KOKOMO, Ind. — Cody Kopka dreams of a career on stage, as an opera singer.
A new vocal performance workshop class at Indiana University Kokomo prepares him for that future, with seasoned performer Garry Grice sharing his talents and experiences.
“This is the type of training you expect at a music conservatory, and I am so grateful to be receiving it here,” said Kopka, a junior from Kokomo. “Having Garry as my instructor is wonderful, because of his professional singing experience. I’m getting to work one-on-one with a professional in my field.”
Grice, an adjunct instructor of music, noted that while several of the students have previous experience singing as soloists or in choirs, many have never performed on stage.
“It’s different to be on a stage singing and acting than it is to be part of a choir,” he said. “We’re also exposing them to literature different than what they may have performed in the past.”
The final exam is a public performance at 7 p.m. Thursday, December 15, in Kresge Auditorium. The evening will feature selections from Broadway musicals The Music Man and The Most Happy Fella, Gilbert and Sullivan comic operas The Gondoliers and The Mikado; and traditional operas Hansel and Gretel and Die Fledermaus.
The semester began with auditions – not for inclusion in the class, but for Grice to hear students’ voices, and better select music tailored to their abilities. He noted that while some are enrolled in the music concentration of the humanities program, others are studying biology, psychology, education, and English, with no plans to perform professionally.

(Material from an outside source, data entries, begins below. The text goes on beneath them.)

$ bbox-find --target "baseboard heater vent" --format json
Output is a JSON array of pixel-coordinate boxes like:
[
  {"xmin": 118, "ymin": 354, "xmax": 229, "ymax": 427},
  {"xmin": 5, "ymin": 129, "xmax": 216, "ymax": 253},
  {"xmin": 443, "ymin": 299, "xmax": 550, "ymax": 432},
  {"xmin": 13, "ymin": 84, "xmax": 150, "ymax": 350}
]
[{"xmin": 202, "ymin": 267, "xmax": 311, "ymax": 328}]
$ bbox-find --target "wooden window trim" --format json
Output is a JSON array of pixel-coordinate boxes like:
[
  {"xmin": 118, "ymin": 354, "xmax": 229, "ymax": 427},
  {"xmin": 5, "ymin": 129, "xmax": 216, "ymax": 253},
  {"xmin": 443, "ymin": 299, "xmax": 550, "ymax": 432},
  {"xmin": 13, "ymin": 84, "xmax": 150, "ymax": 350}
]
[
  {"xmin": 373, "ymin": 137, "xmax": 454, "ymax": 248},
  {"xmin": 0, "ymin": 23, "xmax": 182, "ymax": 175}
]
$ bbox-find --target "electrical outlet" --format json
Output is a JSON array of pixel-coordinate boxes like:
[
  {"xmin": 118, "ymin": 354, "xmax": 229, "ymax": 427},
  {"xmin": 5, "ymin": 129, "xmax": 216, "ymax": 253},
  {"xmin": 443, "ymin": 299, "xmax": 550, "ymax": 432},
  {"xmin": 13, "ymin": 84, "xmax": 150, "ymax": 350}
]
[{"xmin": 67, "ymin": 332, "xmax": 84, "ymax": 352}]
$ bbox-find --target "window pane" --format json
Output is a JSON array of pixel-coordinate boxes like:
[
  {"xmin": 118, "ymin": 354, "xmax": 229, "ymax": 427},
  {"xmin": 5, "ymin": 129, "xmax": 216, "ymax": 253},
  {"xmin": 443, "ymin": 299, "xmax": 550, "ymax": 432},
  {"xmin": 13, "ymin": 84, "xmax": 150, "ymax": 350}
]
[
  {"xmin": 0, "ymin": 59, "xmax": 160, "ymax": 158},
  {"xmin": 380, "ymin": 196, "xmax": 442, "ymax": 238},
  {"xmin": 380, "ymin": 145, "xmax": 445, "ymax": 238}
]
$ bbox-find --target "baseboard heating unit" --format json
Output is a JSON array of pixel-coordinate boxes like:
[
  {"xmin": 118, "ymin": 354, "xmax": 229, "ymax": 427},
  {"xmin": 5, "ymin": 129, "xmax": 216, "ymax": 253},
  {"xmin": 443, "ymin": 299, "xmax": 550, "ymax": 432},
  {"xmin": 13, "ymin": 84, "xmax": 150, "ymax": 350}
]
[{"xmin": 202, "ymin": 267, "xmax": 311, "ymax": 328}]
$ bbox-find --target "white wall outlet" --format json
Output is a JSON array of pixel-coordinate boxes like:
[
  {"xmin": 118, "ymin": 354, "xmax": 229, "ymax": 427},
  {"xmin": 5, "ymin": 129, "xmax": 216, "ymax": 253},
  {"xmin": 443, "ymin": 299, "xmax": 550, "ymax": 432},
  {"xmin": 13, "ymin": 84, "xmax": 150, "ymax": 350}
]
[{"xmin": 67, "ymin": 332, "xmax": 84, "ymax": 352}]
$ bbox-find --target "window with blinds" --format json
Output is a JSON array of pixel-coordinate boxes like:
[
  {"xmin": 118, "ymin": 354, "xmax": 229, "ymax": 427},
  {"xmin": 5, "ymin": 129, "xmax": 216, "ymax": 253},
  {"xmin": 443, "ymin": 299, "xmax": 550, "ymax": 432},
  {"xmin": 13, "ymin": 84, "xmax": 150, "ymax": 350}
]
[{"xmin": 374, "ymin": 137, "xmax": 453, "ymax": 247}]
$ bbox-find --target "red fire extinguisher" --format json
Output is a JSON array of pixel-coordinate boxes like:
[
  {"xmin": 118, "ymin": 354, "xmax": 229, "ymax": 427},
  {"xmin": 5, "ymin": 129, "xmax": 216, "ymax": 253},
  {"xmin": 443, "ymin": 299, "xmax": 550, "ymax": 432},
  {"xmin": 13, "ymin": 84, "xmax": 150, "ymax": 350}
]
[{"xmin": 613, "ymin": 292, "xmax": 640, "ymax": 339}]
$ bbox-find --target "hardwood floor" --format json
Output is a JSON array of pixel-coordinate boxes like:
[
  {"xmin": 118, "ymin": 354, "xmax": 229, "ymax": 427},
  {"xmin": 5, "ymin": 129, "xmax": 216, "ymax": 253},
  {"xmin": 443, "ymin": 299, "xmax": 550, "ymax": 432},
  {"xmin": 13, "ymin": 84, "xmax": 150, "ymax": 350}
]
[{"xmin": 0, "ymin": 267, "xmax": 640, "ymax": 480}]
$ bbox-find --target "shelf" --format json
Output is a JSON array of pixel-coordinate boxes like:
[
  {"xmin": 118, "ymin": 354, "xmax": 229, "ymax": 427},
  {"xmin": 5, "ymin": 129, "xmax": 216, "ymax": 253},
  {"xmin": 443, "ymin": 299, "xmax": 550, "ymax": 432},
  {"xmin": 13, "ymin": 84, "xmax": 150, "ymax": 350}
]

“We want to stretch them a little, but we don’t want to break anybody,” he said. “We want it to be enjoyable. It needs to be fun.”
During one early rehearsal, Amber Moore and Emily Booher worked through scenes as Rosabella and Cleo from The Most Happy Fella, singing together seated at a table, sheet music in hand, while Grice conducted from the front of the room, and Ian Denson accompanied them on piano and filled in lines.
“I’ve always enjoyed singing and acting,” Booher said. “It’s been an experience to delve into solos. I haven’t done as many of those.”
Later, they began staging “The Wells Fargo Wagon,” from The Music Man, pushing tables and chairs to the center to represent the audience, leaving open areas on the side as the aisles in Kresge Auditorium. It takes some imagination, Grice said, having their small classroom serve as a practice stage.
“It’s a challenge to do something that expansive in a small space,” he said.
He placed students in lines along the side, directing each one individually to his or her spot on the stage as the music begins. As Denson plays the opening bars, the actors start onto stage, and Grice quickly stops them.
“Are you going to a funeral? You’re supposed to be excited,” he said. “OK, now, with gusto!” He reminds Booher that her character should be seated and pouting at the beginning, because she didn’t get a present.
Denson began playing again, and students quickly make their way to their spots. As they sing, the girls leave the stage, cross through the auditorium, and come back on the opposite side. They have to try a second time, learning they have to move more quickly to be in place at the right time in the music.
Late in the song, Kopka and Kenton Schroer exit and return with a pretend box, which they hand to Booher. She hoists the present high at center stage, a joyous smile on her face, as the song ends.
Kopka appreciates the advice Grice offers, knowing it comes from professional experience.
“It’s really shaped the way I perform,” he said.
Kathryn Cronnin, Tipton, doesn’t plan a career in music, but enjoys learning more about music and relieving stress during a busy semester.
“It’s kind of nice to take a class and have fun doing something I love,” she said.